代表=表の中列(推奨域)/最大=右列(最大出力)。単位は電圧=mV(RMS)、括弧内=mW。試験条件は「0dBFS・1kHz正弦波」。
さくっと要点:4.4mmは32Ω=代表125mW(最大151mW)で入門バランスとして十分な駆動力。3.5mmは32Ω=代表31mW(最大45mW)でIEM中心なら実用十分。600Ωでも4.4mmは最大4.2Vrms(約29mW)まで電圧余裕あり。
※情報源:KEEPHIFIより(公開許諾済)。
| 端子 / 負荷 | 最小 | 代表 | 最大 | 備考 |
|---|---|---|---|---|
| 3.5mm / 32Ω | 900 (25.3) | 1000 (31.25) | 1200 (45) | mV(mW) |
| 3.5mm / 600Ω | 1800 (5.4) | 2000 (6.67) | 2200 (8.07) | mV(mW) |
| 4.4mm / 32Ω | 1800 (101.25) | 2000 (125) | 2200 (151.25) | mV(mW) |
| 4.4mm / 600Ω | 3800 (24.07) | 4000 (26.67) | 4200 (29.4) | mV(mW) |
※上の表はKEEPHIFIより提供の資料に基づき作成。単位の読み替えは P = V^2 / R による換算値(VはRMS)。

DSD再生中を示す赤LED(L字3.5mm接続例)
出力フォーマットは色で判別可能:PCM=緑、DSD=赤。実機でDSD再生を確認。
本機のDAC部はフラット寄りです。「派手さ/ドンシャリ感」と表現される聴こえ方が出る場面もありましたが、主にはSE⇄BALの出力ヘッドルーム差やIEM側の特性、さらに相対音量差が作る聴感の違いによるもので、周波数バランス自体に大きなクセは見当たりませんでした。
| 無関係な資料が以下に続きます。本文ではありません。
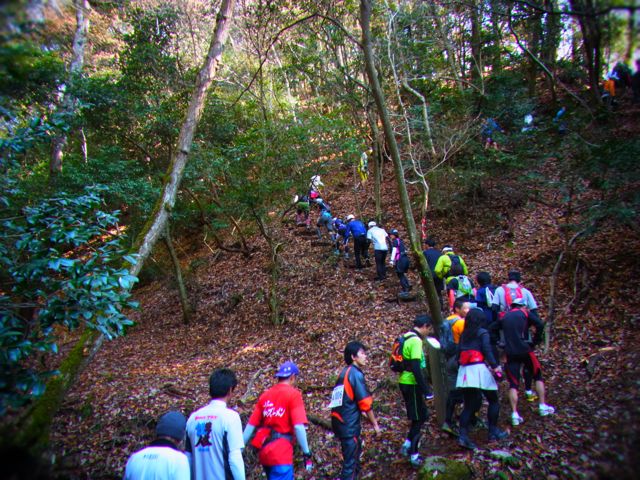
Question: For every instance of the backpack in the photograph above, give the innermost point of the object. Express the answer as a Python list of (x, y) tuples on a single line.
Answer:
[(396, 359), (455, 260), (508, 298), (447, 344)]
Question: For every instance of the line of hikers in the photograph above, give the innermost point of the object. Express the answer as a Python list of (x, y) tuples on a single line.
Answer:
[(487, 326), (475, 338)]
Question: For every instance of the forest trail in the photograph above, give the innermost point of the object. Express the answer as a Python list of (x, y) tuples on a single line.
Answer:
[(162, 364)]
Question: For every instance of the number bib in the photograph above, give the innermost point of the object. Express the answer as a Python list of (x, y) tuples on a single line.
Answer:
[(336, 396)]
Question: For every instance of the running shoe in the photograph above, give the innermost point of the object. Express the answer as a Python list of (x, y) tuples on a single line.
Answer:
[(404, 450), (516, 419), (497, 434), (449, 429), (545, 410)]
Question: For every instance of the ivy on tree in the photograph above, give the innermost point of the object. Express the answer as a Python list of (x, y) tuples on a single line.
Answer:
[(61, 265)]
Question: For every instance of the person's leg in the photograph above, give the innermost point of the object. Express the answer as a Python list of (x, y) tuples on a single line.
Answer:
[(357, 251), (472, 403), (379, 256), (350, 455)]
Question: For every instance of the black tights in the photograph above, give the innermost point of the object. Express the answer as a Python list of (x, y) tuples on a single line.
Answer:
[(473, 402), (414, 435)]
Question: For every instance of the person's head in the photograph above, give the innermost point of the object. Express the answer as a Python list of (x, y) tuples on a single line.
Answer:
[(456, 269), (422, 323), (472, 322), (461, 307), (514, 276), (355, 352), (172, 426), (287, 371), (222, 382), (483, 278)]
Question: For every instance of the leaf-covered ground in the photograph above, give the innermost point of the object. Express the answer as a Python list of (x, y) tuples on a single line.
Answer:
[(163, 364)]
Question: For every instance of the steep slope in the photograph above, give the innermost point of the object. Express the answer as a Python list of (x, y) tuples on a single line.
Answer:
[(163, 364)]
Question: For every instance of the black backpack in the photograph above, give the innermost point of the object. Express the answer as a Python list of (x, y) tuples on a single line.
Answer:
[(396, 359)]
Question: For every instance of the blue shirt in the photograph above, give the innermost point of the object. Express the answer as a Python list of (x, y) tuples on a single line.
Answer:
[(355, 228)]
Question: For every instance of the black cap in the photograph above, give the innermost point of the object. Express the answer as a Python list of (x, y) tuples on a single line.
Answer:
[(422, 320)]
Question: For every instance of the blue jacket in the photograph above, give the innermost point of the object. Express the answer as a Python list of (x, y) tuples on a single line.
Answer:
[(355, 228)]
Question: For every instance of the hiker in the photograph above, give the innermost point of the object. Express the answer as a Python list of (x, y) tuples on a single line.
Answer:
[(519, 350), (279, 414), (432, 254), (459, 286), (560, 121), (400, 260), (452, 329), (413, 386), (357, 229), (502, 300), (484, 298), (339, 231), (363, 167), (448, 258), (378, 236), (475, 379), (302, 210), (349, 400), (163, 458), (314, 187), (214, 433), (635, 83), (489, 129), (324, 218)]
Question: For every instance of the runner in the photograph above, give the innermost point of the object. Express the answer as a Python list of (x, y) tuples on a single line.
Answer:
[(475, 379), (349, 400), (214, 433), (413, 386), (278, 415), (519, 349), (400, 259), (163, 459)]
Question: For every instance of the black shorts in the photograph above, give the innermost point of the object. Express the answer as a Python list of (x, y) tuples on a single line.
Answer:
[(515, 363), (416, 406)]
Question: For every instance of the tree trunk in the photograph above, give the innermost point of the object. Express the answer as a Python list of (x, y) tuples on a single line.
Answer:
[(91, 340), (425, 271), (68, 101), (154, 229), (187, 311)]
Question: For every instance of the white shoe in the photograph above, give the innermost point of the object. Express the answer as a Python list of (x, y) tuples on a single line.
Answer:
[(545, 410), (516, 419)]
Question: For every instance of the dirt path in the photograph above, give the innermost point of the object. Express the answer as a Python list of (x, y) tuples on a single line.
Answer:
[(162, 364)]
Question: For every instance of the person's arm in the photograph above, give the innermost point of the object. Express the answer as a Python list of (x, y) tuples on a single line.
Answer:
[(236, 464), (249, 430), (465, 270), (301, 437), (539, 326), (414, 367), (372, 418), (486, 349)]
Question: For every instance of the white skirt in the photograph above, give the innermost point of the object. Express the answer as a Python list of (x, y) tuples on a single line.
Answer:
[(476, 376)]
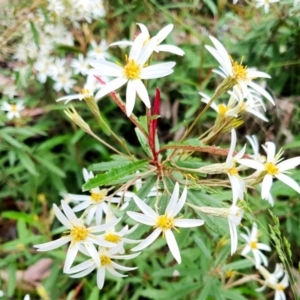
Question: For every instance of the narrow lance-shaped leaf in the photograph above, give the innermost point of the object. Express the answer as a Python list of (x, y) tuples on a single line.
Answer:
[(114, 174)]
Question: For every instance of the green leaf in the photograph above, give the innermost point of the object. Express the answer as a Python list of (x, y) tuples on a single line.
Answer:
[(146, 187), (104, 166), (35, 33), (238, 265), (19, 216), (94, 295), (12, 282), (50, 166), (114, 174), (27, 162), (9, 139), (143, 141)]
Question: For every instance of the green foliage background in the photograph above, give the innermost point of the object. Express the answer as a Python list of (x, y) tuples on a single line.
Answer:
[(44, 155)]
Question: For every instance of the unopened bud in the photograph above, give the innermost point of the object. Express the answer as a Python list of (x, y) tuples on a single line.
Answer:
[(75, 117)]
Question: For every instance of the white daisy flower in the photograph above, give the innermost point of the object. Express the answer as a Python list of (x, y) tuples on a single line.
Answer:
[(132, 73), (63, 81), (105, 263), (260, 158), (95, 203), (80, 65), (161, 35), (79, 235), (251, 105), (90, 87), (223, 110), (271, 281), (235, 216), (164, 223), (273, 167), (13, 110), (240, 73), (255, 247), (265, 3), (118, 237), (99, 51)]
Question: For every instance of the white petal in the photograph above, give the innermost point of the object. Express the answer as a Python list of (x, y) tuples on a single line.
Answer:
[(141, 218), (262, 246), (105, 226), (173, 246), (84, 265), (187, 223), (130, 96), (147, 51), (289, 181), (82, 206), (61, 217), (71, 254), (164, 32), (180, 203), (142, 92), (79, 198), (122, 268), (69, 213), (263, 92), (157, 71), (169, 48), (114, 272), (289, 164), (100, 277), (93, 253), (84, 273), (251, 163), (147, 210), (231, 149), (53, 244), (173, 201), (110, 87), (149, 240), (266, 186), (271, 150)]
消費電力の目安:通常再生で約0.5W(5.0V × 0.10A付近)、小音量で約0.4W。
画面消灯・ローカル再生なら、1時間流しでもスマホの電池はおよそ2〜4%前後の消費で済みそうです(4000〜5000mAh級)
※あくまで筆者環境の概算値です

CT3計測:4.967V / 0.102A / 0.509W / 27.5℃USBテスター(CT3)での実測スナップ。あくまで参考値。
ひとことで:「ドンシャリに聴こえた」印象は、出力の余裕 × IEM特性 × 音量差の見え方が重なったものと捉えています。DACそのものはフラット寄りで、SE=基準器/BAL=余裕と見通しの上乗せという関係に落ち着きました。
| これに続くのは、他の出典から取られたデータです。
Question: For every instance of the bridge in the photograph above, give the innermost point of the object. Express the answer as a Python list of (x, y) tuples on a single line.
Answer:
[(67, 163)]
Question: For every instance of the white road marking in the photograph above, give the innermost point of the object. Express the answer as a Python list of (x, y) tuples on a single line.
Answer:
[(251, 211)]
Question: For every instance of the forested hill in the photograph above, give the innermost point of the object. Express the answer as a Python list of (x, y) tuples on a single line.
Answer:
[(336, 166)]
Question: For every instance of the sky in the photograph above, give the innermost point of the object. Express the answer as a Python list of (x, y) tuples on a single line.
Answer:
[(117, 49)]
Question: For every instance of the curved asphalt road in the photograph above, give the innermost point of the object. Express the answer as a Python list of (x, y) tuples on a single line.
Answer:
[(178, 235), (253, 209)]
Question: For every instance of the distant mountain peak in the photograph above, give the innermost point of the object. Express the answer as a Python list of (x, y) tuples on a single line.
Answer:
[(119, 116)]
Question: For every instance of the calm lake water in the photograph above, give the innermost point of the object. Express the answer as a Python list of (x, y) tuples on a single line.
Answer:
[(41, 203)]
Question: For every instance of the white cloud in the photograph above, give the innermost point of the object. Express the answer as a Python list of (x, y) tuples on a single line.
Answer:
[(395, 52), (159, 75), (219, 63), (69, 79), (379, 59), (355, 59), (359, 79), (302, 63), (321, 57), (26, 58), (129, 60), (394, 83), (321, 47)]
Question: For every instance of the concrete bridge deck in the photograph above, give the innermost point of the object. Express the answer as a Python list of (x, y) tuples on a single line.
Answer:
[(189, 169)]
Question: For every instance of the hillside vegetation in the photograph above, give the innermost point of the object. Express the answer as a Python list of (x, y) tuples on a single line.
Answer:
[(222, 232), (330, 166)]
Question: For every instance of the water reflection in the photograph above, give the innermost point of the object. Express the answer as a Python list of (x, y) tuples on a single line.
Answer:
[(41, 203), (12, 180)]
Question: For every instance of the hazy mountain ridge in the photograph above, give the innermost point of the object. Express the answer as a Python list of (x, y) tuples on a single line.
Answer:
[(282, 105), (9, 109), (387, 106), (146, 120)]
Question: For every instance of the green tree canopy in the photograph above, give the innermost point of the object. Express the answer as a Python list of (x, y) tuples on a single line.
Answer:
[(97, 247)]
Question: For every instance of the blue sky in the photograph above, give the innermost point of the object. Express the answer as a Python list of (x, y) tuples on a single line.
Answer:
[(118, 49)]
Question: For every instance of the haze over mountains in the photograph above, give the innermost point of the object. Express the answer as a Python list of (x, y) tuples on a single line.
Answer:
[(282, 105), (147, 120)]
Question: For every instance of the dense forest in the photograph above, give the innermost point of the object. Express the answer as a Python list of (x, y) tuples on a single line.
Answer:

※上記は実測ログと聴感メモに基づく所感です。個体差・端末差では結果が変わる可能性があります。
量で床を揺らすより、スピードと芯で前へ走らせる低域。キックは“コッ”と素早く立ち、余韻は短くスッと引く——リズムトラックの「間」が崩れず、テンポの速い曲でもノリが鈍りません。80〜120Hzの骨格がカチッと見え、ベースラインは太い線でトレース可能。サブベースは黒い床を一枚敷くように静かに沈む感じで、厚みを足しても中域を曇らせにくいバランスです。小音量でもキックの芯が萎まず、深夜BGMや作業用でもグルーヴの行方を見失いません。
🗣 一言:“量で押す”より“芯で走る”。テンポを前に運ぶ低音。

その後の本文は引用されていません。